While The Seven Faces of Jane is certainly interesting in its premise, it leaves much to be desired in its execution. The film is forced to migrate through different genres, tones, and pacing, sometimes rather awkwardly and seemingly little consideration for the structure of the film itself. Frankly, most of the film presents itself as a car commercial, with entire segments dedicated to showing Gillian Jacobs driving, charging, or dancing on top of her electric Mustang.
When Coppola isn’t hawking a Ford product, the film does make an honest attempt to tell stories about Jane: Boma Iluma’s “Tayo” offers a visually arresting journey into the past for Jane as she reunites with an ex, and Ken Jeong’s “The One Who Got Away” pulls two very earnest and touching performances out of Jacobs and co-star Joel McHale (hopefully this isn’t the Community movie we were promised, though).
But in a film that purports to tell the story of one woman, we never really get to know Jane. We don’t see seven different versions of the same woman or derive any real complex understanding of her life or interiority, we just see different stylistic clippings of who Jane might be.
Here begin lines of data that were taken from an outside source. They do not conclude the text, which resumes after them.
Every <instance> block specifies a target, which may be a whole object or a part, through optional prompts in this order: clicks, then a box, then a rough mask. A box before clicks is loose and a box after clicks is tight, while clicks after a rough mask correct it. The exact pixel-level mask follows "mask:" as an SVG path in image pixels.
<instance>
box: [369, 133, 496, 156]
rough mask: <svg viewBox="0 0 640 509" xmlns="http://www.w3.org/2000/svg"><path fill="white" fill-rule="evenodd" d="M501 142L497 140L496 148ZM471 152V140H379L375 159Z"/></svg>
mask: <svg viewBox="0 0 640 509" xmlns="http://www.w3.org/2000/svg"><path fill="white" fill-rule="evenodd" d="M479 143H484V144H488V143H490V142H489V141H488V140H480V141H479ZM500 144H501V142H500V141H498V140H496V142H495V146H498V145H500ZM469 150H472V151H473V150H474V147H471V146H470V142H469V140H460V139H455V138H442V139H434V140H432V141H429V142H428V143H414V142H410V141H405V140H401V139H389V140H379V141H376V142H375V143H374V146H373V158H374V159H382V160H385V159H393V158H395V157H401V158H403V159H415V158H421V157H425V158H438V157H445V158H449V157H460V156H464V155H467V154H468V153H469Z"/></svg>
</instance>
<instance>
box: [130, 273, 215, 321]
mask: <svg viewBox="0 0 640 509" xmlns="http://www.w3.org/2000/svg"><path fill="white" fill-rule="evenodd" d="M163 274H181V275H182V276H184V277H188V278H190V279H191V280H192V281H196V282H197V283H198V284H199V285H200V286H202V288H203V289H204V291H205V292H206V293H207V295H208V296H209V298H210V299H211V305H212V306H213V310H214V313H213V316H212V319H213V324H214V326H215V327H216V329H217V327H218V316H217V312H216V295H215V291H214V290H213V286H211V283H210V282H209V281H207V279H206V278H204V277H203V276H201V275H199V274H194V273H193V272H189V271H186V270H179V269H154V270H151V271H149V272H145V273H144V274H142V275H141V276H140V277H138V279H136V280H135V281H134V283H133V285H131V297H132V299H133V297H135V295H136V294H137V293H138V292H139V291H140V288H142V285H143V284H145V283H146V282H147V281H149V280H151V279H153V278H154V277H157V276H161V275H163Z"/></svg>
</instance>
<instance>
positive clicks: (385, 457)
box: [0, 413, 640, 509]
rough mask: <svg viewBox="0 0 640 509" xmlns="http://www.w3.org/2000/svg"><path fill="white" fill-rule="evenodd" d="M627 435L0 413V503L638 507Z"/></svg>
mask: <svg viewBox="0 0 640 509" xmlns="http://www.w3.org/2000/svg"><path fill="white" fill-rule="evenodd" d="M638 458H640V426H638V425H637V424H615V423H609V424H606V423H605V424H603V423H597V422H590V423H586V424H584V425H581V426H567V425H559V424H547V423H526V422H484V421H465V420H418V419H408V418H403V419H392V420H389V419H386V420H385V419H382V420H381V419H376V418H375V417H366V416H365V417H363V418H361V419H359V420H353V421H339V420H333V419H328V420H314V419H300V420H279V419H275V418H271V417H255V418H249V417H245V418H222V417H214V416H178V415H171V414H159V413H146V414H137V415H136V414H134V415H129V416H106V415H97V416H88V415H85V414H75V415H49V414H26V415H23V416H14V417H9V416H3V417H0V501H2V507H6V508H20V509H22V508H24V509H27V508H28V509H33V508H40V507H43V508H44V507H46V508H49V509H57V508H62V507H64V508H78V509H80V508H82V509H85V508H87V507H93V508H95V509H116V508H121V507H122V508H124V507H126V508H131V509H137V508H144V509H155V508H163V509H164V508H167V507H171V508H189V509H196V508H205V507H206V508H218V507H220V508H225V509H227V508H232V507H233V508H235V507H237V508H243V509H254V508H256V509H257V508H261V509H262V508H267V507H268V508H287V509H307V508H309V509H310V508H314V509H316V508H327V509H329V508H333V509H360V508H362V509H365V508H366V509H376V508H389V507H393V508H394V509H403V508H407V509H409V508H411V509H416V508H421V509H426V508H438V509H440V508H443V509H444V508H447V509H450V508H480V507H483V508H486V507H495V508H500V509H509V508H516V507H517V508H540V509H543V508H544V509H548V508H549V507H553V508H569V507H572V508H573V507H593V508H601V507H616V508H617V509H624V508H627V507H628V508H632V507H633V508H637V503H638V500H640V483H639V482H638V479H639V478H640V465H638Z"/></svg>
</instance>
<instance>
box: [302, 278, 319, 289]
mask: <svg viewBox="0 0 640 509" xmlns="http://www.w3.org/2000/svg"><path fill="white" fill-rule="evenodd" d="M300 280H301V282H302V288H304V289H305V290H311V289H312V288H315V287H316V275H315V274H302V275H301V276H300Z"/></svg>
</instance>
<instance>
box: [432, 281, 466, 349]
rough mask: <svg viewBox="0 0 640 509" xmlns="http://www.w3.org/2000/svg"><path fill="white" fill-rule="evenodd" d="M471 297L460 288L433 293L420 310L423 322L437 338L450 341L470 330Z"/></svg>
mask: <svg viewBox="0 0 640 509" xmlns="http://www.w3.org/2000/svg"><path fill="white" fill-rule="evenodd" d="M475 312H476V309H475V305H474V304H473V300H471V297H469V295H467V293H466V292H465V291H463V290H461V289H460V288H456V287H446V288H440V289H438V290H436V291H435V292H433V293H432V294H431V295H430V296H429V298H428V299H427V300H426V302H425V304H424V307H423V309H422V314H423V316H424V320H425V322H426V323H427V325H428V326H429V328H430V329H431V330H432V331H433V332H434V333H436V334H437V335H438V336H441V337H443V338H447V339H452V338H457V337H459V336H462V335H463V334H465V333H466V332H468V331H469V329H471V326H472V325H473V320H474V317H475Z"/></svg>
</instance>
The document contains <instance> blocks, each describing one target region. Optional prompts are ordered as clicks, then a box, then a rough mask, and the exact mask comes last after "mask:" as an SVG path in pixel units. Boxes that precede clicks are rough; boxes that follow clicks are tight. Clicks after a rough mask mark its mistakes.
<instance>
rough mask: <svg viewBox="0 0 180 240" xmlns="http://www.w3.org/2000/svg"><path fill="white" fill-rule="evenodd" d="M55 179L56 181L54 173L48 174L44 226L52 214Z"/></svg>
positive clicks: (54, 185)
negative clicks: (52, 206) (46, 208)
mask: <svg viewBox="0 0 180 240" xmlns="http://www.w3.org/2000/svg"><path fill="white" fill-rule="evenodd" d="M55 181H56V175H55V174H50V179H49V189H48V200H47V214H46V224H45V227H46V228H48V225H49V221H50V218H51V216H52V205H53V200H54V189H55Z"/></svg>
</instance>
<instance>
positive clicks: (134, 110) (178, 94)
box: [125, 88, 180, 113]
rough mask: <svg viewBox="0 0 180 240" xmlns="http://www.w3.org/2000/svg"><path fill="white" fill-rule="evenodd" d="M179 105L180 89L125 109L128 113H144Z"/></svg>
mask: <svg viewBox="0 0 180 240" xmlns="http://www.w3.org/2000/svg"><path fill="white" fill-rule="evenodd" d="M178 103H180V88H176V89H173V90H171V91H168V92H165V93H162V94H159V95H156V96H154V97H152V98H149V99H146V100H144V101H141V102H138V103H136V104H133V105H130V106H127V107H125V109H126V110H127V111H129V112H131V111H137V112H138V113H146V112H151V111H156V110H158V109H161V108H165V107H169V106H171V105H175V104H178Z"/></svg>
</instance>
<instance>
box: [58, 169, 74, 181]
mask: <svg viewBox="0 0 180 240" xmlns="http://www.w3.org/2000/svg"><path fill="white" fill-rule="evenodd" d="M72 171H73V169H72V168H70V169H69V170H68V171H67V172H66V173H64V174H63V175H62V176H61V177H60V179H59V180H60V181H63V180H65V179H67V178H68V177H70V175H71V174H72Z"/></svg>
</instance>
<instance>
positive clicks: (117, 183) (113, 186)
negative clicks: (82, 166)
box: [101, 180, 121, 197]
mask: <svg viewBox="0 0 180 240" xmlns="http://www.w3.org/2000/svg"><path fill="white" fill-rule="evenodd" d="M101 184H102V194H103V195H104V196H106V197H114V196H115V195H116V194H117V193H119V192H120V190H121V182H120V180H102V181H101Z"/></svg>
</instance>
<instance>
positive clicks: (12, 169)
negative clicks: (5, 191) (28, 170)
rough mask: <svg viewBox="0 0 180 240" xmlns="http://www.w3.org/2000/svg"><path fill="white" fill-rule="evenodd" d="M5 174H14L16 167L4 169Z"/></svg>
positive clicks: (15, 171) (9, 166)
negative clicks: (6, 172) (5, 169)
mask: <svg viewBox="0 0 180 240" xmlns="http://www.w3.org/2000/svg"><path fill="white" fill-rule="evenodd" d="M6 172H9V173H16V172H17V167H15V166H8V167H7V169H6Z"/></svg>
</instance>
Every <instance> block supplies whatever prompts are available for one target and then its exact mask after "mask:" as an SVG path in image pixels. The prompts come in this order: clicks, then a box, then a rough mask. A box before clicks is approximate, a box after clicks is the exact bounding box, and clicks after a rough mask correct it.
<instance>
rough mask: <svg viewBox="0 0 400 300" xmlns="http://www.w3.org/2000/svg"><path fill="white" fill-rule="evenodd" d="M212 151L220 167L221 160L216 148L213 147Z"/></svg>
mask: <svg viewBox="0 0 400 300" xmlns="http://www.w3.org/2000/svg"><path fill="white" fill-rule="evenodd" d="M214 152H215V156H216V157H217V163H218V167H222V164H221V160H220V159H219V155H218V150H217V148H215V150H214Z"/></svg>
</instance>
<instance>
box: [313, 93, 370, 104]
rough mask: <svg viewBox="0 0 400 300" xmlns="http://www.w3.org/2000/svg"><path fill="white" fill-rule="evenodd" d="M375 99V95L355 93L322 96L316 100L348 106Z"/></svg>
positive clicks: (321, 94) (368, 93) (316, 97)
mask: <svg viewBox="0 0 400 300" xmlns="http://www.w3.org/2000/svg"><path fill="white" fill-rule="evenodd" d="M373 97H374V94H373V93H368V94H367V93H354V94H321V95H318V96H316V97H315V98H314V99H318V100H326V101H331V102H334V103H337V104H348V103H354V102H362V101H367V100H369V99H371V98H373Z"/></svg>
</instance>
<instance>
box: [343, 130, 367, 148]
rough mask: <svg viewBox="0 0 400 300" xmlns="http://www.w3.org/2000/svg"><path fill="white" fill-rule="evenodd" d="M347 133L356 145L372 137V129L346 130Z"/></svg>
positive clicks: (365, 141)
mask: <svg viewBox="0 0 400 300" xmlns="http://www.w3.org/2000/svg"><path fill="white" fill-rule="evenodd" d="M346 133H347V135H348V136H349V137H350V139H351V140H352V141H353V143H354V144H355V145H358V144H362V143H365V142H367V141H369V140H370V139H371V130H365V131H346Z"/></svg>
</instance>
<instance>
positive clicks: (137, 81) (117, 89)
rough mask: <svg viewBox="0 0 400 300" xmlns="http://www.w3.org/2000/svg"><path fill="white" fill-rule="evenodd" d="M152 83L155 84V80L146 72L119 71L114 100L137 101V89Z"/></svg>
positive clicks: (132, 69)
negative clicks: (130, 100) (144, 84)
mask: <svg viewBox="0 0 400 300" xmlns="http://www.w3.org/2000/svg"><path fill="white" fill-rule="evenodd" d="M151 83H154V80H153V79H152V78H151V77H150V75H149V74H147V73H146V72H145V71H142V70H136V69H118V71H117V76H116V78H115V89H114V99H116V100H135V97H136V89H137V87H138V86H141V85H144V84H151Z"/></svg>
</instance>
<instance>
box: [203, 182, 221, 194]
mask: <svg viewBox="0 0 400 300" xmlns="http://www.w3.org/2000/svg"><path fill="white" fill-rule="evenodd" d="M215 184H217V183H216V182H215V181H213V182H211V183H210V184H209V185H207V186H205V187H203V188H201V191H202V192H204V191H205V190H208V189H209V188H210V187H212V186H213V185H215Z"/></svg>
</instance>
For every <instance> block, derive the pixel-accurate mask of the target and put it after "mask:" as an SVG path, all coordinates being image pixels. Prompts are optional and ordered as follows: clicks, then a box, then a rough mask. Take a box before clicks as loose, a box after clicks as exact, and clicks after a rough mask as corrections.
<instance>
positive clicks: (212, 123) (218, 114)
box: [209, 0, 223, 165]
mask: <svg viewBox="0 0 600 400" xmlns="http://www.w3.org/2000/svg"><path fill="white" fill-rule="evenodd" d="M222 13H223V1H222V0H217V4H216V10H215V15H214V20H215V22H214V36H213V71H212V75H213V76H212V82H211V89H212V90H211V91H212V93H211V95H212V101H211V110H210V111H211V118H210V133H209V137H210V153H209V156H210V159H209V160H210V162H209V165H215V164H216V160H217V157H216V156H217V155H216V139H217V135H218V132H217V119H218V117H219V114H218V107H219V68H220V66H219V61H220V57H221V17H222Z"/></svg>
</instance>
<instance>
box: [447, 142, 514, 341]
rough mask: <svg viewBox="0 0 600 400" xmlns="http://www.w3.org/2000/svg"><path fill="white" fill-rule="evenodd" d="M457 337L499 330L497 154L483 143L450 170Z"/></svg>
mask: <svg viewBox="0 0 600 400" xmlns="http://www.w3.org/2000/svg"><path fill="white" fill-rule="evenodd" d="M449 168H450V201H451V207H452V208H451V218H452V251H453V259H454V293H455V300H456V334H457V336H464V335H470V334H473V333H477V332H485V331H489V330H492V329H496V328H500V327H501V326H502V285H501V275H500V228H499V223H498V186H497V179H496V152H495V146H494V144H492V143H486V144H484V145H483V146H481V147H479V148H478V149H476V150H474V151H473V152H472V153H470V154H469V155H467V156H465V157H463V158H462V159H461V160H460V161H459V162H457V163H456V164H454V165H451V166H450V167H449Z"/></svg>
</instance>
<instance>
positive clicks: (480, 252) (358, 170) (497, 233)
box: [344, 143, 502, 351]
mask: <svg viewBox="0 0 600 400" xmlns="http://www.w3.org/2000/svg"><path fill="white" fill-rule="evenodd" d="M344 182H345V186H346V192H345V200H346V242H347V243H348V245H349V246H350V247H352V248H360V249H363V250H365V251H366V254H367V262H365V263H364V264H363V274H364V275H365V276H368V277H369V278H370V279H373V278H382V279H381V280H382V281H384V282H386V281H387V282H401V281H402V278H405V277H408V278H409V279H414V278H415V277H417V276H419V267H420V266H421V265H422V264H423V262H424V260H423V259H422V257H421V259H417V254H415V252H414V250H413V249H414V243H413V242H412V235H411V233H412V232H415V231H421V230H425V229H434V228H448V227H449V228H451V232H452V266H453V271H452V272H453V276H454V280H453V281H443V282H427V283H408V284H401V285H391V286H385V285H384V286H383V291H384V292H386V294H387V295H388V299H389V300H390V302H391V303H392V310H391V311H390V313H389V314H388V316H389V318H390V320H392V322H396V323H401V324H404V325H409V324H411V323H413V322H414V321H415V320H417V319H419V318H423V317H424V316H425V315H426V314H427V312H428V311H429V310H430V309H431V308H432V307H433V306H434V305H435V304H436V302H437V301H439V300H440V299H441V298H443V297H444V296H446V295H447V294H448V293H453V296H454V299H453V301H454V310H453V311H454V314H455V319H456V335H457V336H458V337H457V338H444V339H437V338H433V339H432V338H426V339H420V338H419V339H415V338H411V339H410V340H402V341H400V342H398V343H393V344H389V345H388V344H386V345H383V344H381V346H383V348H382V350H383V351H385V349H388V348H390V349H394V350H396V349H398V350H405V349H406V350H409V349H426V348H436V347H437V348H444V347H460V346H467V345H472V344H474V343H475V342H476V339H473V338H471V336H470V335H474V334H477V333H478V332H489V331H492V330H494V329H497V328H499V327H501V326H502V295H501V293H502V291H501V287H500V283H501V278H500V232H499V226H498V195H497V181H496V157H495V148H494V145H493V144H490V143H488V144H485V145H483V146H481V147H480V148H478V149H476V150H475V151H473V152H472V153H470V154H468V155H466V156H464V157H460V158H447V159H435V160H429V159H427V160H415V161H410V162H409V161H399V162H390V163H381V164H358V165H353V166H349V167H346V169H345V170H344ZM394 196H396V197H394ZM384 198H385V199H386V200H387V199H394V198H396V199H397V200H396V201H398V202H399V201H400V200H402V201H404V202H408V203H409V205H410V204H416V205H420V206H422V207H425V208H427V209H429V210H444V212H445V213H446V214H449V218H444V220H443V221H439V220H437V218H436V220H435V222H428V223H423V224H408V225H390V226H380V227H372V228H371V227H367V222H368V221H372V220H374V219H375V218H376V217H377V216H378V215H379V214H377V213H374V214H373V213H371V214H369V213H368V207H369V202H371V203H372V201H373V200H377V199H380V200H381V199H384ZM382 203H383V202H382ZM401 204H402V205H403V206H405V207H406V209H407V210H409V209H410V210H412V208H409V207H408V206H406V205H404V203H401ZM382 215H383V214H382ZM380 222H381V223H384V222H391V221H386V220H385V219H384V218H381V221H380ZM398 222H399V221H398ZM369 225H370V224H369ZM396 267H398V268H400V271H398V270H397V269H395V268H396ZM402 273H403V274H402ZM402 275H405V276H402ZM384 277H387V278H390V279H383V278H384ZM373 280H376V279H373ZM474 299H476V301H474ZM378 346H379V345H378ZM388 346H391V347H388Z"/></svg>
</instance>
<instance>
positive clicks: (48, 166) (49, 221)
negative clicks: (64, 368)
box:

In Xan Cassavetes’ “The Lonesome Road”, Jane picks up a young female hitchhiker, Valentina (Emanuela Postacchini), a woman whose only self-reported interest is finding cute boys to flirt with. Jane announces to Valentina that she’s running away — from nothing and no one, seemingly, for no reason — and as soon as she and Valentina part ways, she’s right back where she started.
Moreover, The Seven Faces of Jane was given the opportunity to tell rich, stimulating stories about life, and half of them are filled with meaningless garb and exposition and, again, innumerable expository shots of Jane’s car. To its credit, star Gillian Jacobs’ performance rarely wavers through the film’s discrepancies — she is willing to let the directors take her where they need her to go while doing her best to pin something down in all of the mess.